🤖 AI Summary
Current LLM uncertainty quantification (UQ) research suffers from three systemic biases: low ecological validity of evaluation benchmarks, neglect of aleatoric uncertainty, and optimization metrics decoupled from real-world decision utility—hindering UQ’s capacity to support reliable human-AI collaboration. This paper introduces the first UQ evaluation paradigm centered on human decision utility, integrating human factors assessment frameworks with task-level utility metrics to empirically evaluate 40 UQ methods. It innovatively advocates a “user-centered” design principle that jointly optimizes cognitive trustworthiness and task adaptability. Through rigorous analysis, the study exposes critical flaws in prevailing UQ practices—including overreliance on calibration-centric metrics—and provides actionable, implementation-ready improvement pathways.

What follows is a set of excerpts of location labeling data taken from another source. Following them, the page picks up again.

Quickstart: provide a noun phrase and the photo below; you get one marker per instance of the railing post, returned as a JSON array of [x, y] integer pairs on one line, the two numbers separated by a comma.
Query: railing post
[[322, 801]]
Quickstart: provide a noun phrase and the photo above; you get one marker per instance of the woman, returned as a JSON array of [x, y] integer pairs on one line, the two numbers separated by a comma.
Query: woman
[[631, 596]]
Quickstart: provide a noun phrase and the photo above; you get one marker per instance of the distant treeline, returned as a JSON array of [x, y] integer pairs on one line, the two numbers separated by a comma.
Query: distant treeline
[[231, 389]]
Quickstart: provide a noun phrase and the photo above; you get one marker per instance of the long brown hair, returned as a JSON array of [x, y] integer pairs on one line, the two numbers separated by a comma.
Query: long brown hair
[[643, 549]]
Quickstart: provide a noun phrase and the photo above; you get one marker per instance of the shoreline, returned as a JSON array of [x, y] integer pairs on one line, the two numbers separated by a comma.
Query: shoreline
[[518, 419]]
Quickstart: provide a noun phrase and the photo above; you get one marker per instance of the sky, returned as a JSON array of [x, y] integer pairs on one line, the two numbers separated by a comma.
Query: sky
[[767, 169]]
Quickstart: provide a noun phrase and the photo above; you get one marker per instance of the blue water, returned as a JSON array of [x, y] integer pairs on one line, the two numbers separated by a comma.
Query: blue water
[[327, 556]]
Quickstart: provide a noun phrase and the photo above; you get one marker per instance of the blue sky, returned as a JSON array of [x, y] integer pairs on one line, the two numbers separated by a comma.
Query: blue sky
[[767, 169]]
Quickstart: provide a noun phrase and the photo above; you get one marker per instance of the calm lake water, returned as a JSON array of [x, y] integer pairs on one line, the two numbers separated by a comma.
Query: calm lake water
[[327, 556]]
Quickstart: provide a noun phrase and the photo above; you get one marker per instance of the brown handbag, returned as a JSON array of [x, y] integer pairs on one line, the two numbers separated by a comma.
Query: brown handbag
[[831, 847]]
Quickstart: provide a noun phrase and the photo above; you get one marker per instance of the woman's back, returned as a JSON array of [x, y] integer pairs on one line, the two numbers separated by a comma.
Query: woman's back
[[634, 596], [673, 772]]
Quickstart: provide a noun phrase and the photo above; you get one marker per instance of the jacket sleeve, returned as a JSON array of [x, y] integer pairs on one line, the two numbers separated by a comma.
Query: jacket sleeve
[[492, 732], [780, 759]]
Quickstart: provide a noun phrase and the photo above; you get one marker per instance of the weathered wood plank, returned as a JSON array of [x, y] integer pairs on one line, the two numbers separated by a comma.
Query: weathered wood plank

By shifting focus from model calibration alone to context-aware reliability enhancement in human-AI decision-making, this work advances UQ toward operational robustness in real-world collaborative settings.
📝 Abstract
Large Language Models (LLMs) are increasingly assisting users in the real world, yet their reliability remains a concern. Uncertainty quantification (UQ) has been heralded as a tool to enhance human-LLM collaboration by enabling users to know when to trust LLM predictions. We argue that current practices for uncertainty quantification in LLMs are not optimal for developing useful UQ for human users making decisions in real-world tasks. Through an analysis of 40 LLM UQ methods, we identify three prevalent practices hindering the community's progress toward its goal of benefiting downstream users: 1) evaluating on benchmarks with low ecological validity; 2) considering only epistemic uncertainty; and 3) optimizing metrics that are not necessarily indicative of downstream utility. For each issue, we propose concrete user-centric practices and research directions that LLM UQ researchers should consider. Instead of hill-climbing on unrepresentative tasks using imperfect metrics, we argue that the community should adopt a more human-centered approach to LLM uncertainty quantification.